Any classroom inspired by these objectives will offer girls--and others--effective, hospitable, and equitable opportunities in which to learn mathematics.

The goal of equity must be excellence for all. This requires setting high standards for all, and creating classroom environments in which all can learn. The message of the Governors' education summit is that responsibility for pursuing this agenda now rests with the states: Governors, chief state school officers, and other officials must ensure that state frameworks embody both the goals and the expectations of theStandards. High expectations will surmount the stereotype that girls "can't do math" and at the same time provide sufficient rigor to satisfy both mathematicians and politicians.
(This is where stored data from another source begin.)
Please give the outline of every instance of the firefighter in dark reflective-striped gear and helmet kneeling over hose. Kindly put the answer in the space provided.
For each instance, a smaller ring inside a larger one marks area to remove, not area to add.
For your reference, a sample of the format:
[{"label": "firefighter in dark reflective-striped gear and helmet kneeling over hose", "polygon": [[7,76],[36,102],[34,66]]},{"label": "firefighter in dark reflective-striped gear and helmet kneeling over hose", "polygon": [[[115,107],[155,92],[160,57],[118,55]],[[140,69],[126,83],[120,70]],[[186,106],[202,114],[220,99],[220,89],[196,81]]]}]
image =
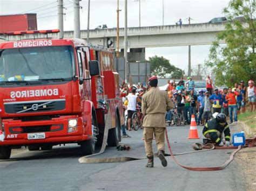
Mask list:
[{"label": "firefighter in dark reflective-striped gear and helmet kneeling over hose", "polygon": [[208,121],[203,129],[203,135],[207,138],[206,140],[210,139],[210,142],[215,142],[218,146],[224,146],[222,140],[223,132],[226,140],[225,145],[230,146],[230,128],[226,122],[225,114],[222,113],[215,115],[215,118]]}]

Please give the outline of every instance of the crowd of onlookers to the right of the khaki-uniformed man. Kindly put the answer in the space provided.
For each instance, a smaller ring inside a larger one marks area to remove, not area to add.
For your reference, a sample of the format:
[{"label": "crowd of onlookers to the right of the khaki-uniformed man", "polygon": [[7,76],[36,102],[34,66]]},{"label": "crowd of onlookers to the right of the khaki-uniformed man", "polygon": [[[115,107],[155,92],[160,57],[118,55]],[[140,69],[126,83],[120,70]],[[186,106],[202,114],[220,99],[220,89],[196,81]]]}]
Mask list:
[{"label": "crowd of onlookers to the right of the khaki-uniformed man", "polygon": [[[207,76],[206,90],[200,89],[198,95],[194,93],[194,81],[188,77],[185,83],[181,79],[178,86],[170,81],[167,87],[168,95],[176,105],[177,112],[184,116],[185,123],[190,124],[191,116],[194,114],[197,125],[204,125],[212,118],[214,112],[229,116],[230,123],[237,122],[237,115],[245,112],[246,103],[250,104],[250,111],[255,111],[256,87],[252,80],[248,81],[248,87],[244,81],[235,83],[234,87],[223,89],[214,88],[212,79]],[[213,90],[213,91],[212,91]],[[167,122],[171,123],[171,111],[167,114]]]}]

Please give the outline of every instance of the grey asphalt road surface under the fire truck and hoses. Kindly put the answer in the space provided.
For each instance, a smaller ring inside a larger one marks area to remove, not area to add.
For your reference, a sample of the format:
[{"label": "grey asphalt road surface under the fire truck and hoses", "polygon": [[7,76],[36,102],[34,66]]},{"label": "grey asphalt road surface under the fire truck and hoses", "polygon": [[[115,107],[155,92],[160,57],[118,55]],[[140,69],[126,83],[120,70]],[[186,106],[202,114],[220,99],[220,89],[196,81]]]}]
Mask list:
[{"label": "grey asphalt road surface under the fire truck and hoses", "polygon": [[[189,126],[168,127],[174,153],[193,151],[191,144],[200,139],[187,139]],[[200,138],[201,127],[198,127]],[[145,157],[143,130],[129,131],[130,151],[107,147],[98,157]],[[153,142],[155,145],[155,142]],[[156,147],[154,151],[157,152]],[[167,147],[166,147],[167,152]],[[220,166],[232,150],[213,150],[177,156],[189,166]],[[234,161],[223,171],[194,172],[177,166],[167,157],[163,167],[155,158],[154,168],[145,168],[146,159],[123,163],[79,164],[79,146],[55,146],[51,151],[28,151],[0,161],[0,190],[246,190]]]}]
If politicians and education leaders accept the challenge of rigorous standards for all children, if parents expect as much in mathematics from their daughters as from their sons, and if teachers diversify their pedagogy to better match instruction with each student's approach to learning, then perhaps the cycle of lowered expectations can be broken. The prescription for achieving equity is to marshal consistent support for equal expectations.

References

National Council of Teachers of Mathematics. Professional Standards for Teaching Mathematics. Reston, VA.: National Council of Teachers of Mathematics, 1991.

National Research Council. Everybody Counts: A Report to the Nation on the Future of Mathematics Education. Washington, DC: National Academy Press, 1989.